Don't the rolled ones still have the hulls? I've never bought any kind of horse oats that didn't have the hulls/chaff included.

btw... I ate a half handful of some rolled oats (with husks) just yesterday... we'd ran out of barley, and they were tasty, but 'rough'...


----------



## Guest (May 26, 2009)

Rolled oats from the feed store is NOT the same as rolled oats from the grocery store. The feed oats have the hulls, are very thick (more crushed than rolled), and are dirty.


----------



## unregistered29228 (Jan 9, 2008)

Ok, thanks! Glad I asked first....


----------



## Guest (May 27, 2009)

ladycat said:


> Rolled oats from the feed store is NOT the same as rolled oats from the grocery store. The feed oats have the hulls, are very thick (more crushed than rolled), and are dirty.


 This seems to vary with the mill that made them. Most of what I've bought are as you describe. Once in a while (different brand) I'd get some that were a lot like the rolled oats from the grocery store. I've never seen any feed rolled oats though that didn't have a lot of hulls in them which would make them unattractive to eat.

.....Alan.


----------



## Wisconsin Ann (Feb 27, 2007)

A.T. Hagan said:


> This seems to vary with the mill that made them. Most of what I've bought are as you describe. Once in a while (different brand) I'd get some that were a lot like the rolled oats from the grocery store. I've never seen any feed rolled oats though that didn't have a lot of hulls in them which would make them unattractive to eat.
> 
> .....Alan.


What he said 

Some feed stores purchase the "reject" bags from Quaker or other human oat mills. Our feedmill is one of those. I would guess that a TSC brand would be made for horses, and so has the hulls. The bags I get from our feedmill is lovely regular coarse rolled oats...no hulls. 

(btw, the reject bags are from the beginning or end of a run; or maybe the bag is sealed incorrectly; or marked wrong dates; etc....they're not rejected because of contamination...if it's contaminated they have to, by law, dump the entire run)


----------



## VERN in IL (Nov 30, 2008)

If you bought the bags over winter, whereas it has been in freezing weather, thus killing the bugs. Then just put it in mylar bags with a oxygen absorber, seal and vola, no oxygen, no bugs.

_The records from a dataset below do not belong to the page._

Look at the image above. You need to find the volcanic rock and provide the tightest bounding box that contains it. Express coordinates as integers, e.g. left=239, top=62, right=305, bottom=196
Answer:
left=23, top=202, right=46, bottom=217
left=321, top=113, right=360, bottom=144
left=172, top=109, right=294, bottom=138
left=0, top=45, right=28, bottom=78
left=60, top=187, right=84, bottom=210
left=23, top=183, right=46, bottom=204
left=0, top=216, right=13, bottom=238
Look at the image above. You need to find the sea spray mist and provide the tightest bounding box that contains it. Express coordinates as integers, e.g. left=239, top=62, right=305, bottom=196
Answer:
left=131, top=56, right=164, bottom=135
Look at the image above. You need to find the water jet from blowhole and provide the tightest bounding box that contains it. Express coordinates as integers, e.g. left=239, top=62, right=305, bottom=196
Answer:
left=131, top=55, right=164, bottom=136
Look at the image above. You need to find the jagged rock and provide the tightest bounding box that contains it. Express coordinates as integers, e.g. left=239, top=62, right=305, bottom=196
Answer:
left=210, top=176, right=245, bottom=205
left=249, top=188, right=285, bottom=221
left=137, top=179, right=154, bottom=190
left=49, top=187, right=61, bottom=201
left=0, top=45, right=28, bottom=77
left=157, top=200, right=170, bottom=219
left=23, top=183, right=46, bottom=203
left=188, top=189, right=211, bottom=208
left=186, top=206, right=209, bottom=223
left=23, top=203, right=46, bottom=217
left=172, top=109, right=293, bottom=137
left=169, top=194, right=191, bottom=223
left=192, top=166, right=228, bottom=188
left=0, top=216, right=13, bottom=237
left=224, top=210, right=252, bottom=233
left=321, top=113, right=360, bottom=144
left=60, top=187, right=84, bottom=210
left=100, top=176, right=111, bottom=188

If you bought the bags over summer, you might find a infestation of hatched bugs.


----------



## dancingfatcat (Jan 1, 2008)

I posted the same question a few months ago. After finally tracking down the mill that actually mills and bags the oatmeal they sell at my feed store, they told me that it was not safe for human consumption. The reason is because they mill lots of different grains and feed mixes and the oatmeal may be contaminated by other additives. Apparently they don't have to clean the shoots and grinders between millings for animal feed.


----------